Information Security & Fraud Prevention
Fraud Prevention Information
Every day, thousands of people fall victim to fraudulent calls, emails and texts from scammers pretending to be from their bank. We want to change that. Bank Five Nine and the American Bankers Association (ABA) have teamed up to provide the information you need to put scammers in their place and protect your information.
Think that call, text or email might be a trick?
Review these red flags, because #BanksNeverAskThat:
- High-pressure language
- Scare tactics
- A sense of urgency
- Ask for sensitive account info
- Ask for passwords or your Social Security number
- Ask for your PIN or a login code that’s texted to you
- Ask you to visit an unfamiliar website
- Ask you to call a number different than the one listed on your card
- Incorrect grammar
- Unprofessional language
- Multiple typos
- Email attachments
- Suspicious links
The best offense is a good defense. Lock down your accounts before scammers strike.
- Set up multi-factor authentication on your bank and email login
- Use random or complex passwords
- Call your bank directly, or log in to your account, to verify messages or emails received
- Keep your browser up-to-date with the latest defenses, like virus protection and malware alerts
Your identity is one of the most valuable things you own. It’s important to keep your identity from being stolen by someone who can potentially harm your good name and financial well-being. Identity theft occurs when someone uses your name, address, Social Security Number, credit card or financial account numbers, passwords, and other personal information without your knowledge to commit fraud or other crimes. While the words may sound like a foreign language — Phishing, Pharming, Vishing, Spyware, Dumpster Diving — they are actually techniques used by thieves to put your identity and finances at risk, and their attacks grow more frequent and sophisticated every year. Identity theft is the fastest growing crime in the United States. According to US Department of Justice statistics, it’s now passing drug trafficking as the number one crime in America.

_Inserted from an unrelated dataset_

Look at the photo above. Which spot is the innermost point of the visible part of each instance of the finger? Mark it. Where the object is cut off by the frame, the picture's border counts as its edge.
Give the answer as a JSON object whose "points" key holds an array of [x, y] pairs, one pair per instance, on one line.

The simple fact is you can protect yourself against most forms of identity theft. The first step is education. To make it easier to understand, we’ve divided identity theft into the five “Danger Zones.” Take a few moments to learn about each of the Danger Zones and the steps you can take to avoid being a victim. Watch the Video
If your identity has been stolen, you need to take immediate action to limit the damage and protect your good name.
- Download our free Identity Theft Emergency Repair Kit (PDF). It provides step-by-step instructions and the necessary forms to help restore your identity. You will need Adobe® Acrobat® Reader® to open this PDF document.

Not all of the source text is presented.